1)      It’s made using tried and true methods- the same methods that have long been used in the manufacturing of essential oils, fragrances, teas, nut oils, and hops (yep, those same ones that make all the difference in your craft brew).

2)      It’s an FDA-approved process that utilizes an FDA-approved solvent.

3)      It’s low volume and closed-loop, so the actual carbon footprint of the extraction process is low.

4)      It preserves more than just THC, making your oil taste great and create a high that mirrors that of the flower.

5)      It hasn’t blown anybody up.

What Makes A Craft Extract

Most Oregonians are comfortable with the characteristics of a craft brew or a good glass of wine, but in this emerging market few people have had enough exposure to the diversity of product to have a handle on the complexities of what is craft, and what is just Bud Lite.

The short answer is that craft extracts as much as possible preserve the flavors, and effects of the original plant, with no stripping of terpenes, adding of flavors, or exposure to toxic chemicals.

What to Look For:

Color- full-profile extracts range in color from light honey to deep amber and may be slightly cloudy.
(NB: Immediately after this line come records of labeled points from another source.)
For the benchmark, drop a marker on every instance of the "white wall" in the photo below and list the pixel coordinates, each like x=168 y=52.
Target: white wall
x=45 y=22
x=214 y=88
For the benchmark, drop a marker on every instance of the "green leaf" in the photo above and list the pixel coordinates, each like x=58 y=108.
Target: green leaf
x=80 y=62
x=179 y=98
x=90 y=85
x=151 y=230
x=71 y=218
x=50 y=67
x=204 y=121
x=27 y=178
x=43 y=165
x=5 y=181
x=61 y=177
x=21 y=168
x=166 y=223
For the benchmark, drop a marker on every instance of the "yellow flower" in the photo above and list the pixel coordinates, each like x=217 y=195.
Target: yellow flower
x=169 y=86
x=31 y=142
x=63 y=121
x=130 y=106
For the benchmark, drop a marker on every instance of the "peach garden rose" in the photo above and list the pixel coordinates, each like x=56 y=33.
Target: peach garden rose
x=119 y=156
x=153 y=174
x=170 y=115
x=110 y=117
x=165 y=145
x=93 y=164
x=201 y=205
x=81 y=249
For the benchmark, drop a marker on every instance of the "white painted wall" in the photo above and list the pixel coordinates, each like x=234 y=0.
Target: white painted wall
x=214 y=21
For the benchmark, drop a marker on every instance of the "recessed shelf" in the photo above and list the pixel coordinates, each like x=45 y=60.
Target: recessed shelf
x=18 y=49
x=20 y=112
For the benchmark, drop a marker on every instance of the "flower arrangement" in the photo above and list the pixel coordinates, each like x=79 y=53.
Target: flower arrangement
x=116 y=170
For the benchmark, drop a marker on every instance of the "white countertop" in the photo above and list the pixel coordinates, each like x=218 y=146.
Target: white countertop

Flavor- just like grapes, a craft flower and its extract will produce a full-bodied flavor that may be earthy, sweet, floral, or even peppery.

Consistency- craft extracts are typically a jelly-like or honey consistency

Changes/Separation Over Time- as with any oil-based mixture craft extracts may show signs of settling or separation over time.

The Label- Look for products with higher terpene and trace cannabinoid content (greater than 5%) and slightly lower THC (lower than 80%)

What to Avoid:

Any product you can’t see.

Dark blacks or green- these are evidence of residual organics and chlorophylls.

Anything derived using butane or any other toxic solvent.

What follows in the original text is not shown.